Now, though league defenses won't respect him with beneficial spacing until Cole proves himself over the long run, the shot looks fluid. If the ball finds him in the corner or on the wing, Cole is a legitimate option.
He's now an option not just to take a shot, but turn opportunity into a positive play by creating for his teammates. Here's Cole creating along the baseline and later earning himself a hockey assist.
The combination of offensive maturity, more reliable shooting and his usual defense – along with a positive matchup with Jennings and Monta Ellis – has been enough to keep Cole on the floor for long periods of time in the playoffs, his minutes rising to almost 24 per game after being at less than 10 last year. And nearly half of those minutes have come in the fourth quarter.
"Norris is a hard-nosed defender," LeBron James said. "He loves to take the challenge against some of the best point guards that we have in our league. He continues to take the challenge throughout the season and throughout the playoffs thus far. His energy, his effort, he's getting smarter by the day, getting into the film room and actually seeing what he can do better to help our team and it's paying dividends for our team on the floor."
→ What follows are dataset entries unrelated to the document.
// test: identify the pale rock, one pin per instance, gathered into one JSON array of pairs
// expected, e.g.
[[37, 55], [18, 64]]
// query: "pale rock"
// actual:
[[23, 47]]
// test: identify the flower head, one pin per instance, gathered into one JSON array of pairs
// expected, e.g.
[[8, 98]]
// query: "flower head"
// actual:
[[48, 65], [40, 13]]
What are those dividends? The HEAT are outscoring the Bucks by 22.3 points per 100 possessions when Cole is on the floor, a higher mark than James in this young postseason, and only Chris Andersen (tops in net efficiency) has the team playing stingier defense when he's on the court. Even better, the pairing of Cole and Ray Allen is outscoring the Bucks by 26.3 points for every 100 possessions after that duo struggled to find balance throughout the regular season.
It's three playoff games against the Bucks, yes, but they're three important games for Cole. He could still lose minutes in possible future rounds if the matchups don't favor him or if he simply doesn't play this well – again, the peaks and valleys of youth – but beyond providing Spoelstra with a capable option off the bench, Cole has his career pointed in the right direction again.
What that career will be is tough to predict, but right now Cole is taking advantage of every opportunity he has to maximize his own potential. And whether his potential turns out to be that of a star or a career rotation player, that means becoming a player that sticks in the league for a long, long time.
Long enough, at least, for another young player to come along some day and ask Cole how to force other players into bad shots. Until then, however, Battier still has plenty to teach him about variance and the random game.
"A little bit," Battier says with a knowing smile. "He understands a little bit."